High rates of death are part of natural selection, but what might happen if humanity elects to intervene through human selection? If we could stop or slow the climate change or if we could protect the “least vigorous” from destruction, would the result be better? Is it really possible for humanity to avoid the pattern of death upon which natural selection depends? Is it not inevitable that humanity will be checked by the “obscure causes?”

The modern mind does not believe in obscure causes.

Darwin did not write about genetic engineering, nor even about genes. He lived before their time. Nevertheless, genetic engineering is a form of human selection (e.g., breeding domestic animals and plants to have certain traits) that began before anyone spoke of genes and Darwin did say this (in Origin of the Species, Chapter 4) comparing human selection with natural selection: “Man selects for his own good: Nature only for that of the being which she tends.”

I don’t believe humanity really knows how to select for its own good. Darwin thought we do not. He ridiculed human selection, saying: “Man keeps the natives of many climates in the same country; he seldom exercises each selected character in some peculiar and fitting manner; he feeds a long and a short beaked pigeon on the same food; he does not exercise a long-backed or long-legged quadruped in any peculiar manner; he exposes sheep with long and short wool to the same climate. He does not allow the most vigorous males to struggle for the females. He does not rigidly destroy all inferior animals, but protects during each varying season, as far as lies in his power, all his productions. He often begins his selection by some half-monstrous form; or at least by some modification prominent enough to catch his eye, or to be plainly useful to him….How fleeting are the wishes and efforts of man! how short his time! and consequently how poor will his products be, compared with those accumulated by nature during whole geological periods.”

It seems that from Darwin’s perspective, human selection is not only anthropocentric, it is foolish, and so genetic engineering is foolish. The wiser path for humanity is to leave selection to nature because species and varieties of species selected by the long, slow process of nature “should be infinitely better adapted to the most complex conditions of life, and should plainly bear the stamp of far higher workmanship.”

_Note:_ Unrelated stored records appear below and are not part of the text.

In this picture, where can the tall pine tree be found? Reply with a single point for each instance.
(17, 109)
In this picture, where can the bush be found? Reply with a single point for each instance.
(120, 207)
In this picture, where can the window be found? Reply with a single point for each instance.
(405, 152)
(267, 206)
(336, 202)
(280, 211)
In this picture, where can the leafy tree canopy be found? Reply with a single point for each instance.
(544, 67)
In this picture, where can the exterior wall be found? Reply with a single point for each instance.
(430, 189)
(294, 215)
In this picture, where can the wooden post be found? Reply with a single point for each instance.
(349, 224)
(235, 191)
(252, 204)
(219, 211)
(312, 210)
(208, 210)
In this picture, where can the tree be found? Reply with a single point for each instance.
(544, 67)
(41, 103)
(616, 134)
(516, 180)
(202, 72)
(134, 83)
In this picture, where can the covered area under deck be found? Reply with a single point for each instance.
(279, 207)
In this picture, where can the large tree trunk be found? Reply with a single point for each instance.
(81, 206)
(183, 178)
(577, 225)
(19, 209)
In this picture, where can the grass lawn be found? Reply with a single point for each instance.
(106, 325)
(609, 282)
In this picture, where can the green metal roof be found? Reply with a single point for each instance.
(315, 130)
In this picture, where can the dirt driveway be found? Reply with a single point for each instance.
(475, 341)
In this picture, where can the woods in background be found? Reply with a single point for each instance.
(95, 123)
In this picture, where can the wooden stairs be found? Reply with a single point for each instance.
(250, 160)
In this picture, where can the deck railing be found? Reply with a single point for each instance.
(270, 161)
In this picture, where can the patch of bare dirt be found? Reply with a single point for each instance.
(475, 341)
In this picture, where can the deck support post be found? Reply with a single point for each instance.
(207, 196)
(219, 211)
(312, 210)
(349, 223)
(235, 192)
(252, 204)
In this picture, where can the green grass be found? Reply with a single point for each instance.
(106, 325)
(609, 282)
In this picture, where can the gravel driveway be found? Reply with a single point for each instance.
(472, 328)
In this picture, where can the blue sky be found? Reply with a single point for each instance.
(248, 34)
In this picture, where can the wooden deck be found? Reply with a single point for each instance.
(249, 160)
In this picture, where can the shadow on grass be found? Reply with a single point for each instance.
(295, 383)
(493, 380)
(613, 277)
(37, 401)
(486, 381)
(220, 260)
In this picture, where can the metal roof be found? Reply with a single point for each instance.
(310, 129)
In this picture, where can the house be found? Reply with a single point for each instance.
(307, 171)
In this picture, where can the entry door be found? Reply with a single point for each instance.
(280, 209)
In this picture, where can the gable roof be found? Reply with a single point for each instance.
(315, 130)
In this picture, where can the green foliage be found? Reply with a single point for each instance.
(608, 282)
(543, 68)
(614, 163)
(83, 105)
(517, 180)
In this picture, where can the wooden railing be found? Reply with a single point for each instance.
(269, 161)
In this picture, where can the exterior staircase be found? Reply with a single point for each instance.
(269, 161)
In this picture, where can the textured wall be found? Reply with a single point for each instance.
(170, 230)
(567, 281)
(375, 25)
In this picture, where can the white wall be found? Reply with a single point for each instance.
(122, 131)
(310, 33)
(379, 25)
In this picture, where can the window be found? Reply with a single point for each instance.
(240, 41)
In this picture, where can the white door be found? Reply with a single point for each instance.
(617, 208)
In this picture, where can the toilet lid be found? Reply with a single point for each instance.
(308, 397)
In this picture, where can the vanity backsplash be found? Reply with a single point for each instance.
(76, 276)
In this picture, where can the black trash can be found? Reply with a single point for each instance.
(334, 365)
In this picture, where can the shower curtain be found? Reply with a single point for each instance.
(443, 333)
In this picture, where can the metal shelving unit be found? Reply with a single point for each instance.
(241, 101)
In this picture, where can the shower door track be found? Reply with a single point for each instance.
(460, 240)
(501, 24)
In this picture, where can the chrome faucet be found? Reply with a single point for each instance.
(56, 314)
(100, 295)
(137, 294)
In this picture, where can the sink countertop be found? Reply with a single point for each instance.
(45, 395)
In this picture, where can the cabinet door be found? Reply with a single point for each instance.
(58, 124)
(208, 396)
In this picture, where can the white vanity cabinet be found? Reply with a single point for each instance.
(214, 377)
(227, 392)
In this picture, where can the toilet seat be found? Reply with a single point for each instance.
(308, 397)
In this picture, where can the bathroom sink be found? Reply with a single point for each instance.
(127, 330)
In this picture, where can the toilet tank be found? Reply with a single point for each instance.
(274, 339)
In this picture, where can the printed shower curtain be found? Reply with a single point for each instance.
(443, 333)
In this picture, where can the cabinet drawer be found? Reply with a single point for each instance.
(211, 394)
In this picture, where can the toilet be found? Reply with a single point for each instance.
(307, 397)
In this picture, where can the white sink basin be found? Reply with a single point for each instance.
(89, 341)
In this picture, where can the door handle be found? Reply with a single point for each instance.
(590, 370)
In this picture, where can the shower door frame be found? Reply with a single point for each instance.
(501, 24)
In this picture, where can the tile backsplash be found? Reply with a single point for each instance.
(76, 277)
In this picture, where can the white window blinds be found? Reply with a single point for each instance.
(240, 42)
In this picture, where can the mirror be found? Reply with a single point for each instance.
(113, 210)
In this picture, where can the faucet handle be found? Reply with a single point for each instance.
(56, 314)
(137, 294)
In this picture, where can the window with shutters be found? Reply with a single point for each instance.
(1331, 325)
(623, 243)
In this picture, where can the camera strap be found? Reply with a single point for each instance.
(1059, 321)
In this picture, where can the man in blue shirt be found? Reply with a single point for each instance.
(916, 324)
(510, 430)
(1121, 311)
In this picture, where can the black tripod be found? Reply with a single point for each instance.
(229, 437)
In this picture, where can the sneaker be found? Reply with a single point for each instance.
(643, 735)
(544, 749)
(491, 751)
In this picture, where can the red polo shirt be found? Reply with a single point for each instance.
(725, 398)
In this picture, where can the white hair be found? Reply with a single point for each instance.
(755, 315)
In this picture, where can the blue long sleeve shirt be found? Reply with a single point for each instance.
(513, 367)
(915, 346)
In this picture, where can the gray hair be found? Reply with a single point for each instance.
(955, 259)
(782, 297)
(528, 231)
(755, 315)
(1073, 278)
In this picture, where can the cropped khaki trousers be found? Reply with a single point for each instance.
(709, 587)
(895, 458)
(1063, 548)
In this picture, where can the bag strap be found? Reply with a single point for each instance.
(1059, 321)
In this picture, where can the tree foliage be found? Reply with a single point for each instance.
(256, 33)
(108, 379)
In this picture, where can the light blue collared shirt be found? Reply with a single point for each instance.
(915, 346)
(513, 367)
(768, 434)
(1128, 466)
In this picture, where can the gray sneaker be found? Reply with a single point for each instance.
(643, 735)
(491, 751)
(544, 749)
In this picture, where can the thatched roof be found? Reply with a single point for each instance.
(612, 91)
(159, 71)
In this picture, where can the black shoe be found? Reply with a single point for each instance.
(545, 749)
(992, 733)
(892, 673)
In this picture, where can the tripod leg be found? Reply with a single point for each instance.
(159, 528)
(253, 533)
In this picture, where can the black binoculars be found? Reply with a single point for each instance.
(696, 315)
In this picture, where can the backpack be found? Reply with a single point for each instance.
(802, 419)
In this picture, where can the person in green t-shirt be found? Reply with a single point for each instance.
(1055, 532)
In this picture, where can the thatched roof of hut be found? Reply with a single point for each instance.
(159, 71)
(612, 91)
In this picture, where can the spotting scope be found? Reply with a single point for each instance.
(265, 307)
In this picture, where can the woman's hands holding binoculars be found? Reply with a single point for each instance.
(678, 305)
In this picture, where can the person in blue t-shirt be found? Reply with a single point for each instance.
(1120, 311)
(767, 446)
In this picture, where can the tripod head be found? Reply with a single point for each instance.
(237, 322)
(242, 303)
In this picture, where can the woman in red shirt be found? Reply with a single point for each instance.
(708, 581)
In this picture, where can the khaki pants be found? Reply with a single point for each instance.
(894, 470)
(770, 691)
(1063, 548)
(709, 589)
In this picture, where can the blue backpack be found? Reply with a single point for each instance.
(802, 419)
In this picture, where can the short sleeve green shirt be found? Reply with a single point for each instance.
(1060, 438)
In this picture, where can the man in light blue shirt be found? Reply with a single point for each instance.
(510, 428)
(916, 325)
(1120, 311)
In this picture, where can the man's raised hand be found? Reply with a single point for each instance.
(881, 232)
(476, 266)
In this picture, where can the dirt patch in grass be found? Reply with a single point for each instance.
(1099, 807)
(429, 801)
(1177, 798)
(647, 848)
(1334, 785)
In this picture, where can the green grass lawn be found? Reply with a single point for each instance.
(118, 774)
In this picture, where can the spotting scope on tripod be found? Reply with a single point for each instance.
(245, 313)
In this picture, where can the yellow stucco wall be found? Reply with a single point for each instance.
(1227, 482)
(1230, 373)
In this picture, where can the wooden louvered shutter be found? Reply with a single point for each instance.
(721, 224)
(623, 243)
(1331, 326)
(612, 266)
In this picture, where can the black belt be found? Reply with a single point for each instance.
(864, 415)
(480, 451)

Proponents of genetic engineering, and other forms of human selection, it seems, may believe that natural selection accounts for the origin of the species as Darwin wrote, but they do not appear to see the risk that Darwin saw. It seems: they agree with Darwin on the role of natural selection in the origin of the species, but not on its value for the future of the species; they do not agree that our our wishes and efforts are fleeting or that the products of human selection are poor; they implicitly hold that humanity is ready and able to assume control of selection, of life.

Human selection is not new, of course. It began at least with herding and agriculture. Maybe it began before that. One might argue its long history shows that human selection is safe. But is that history really long? No. The years in which human selection has been practiced are short when measured by geological time and by the long periods of time over which natural selection produced its species. Darwin is probably as right about our future as he is about our past.

It seems incongruent to believe that natural selection explains the origin of the species and to believe that human selection holds any hope for the future of any species.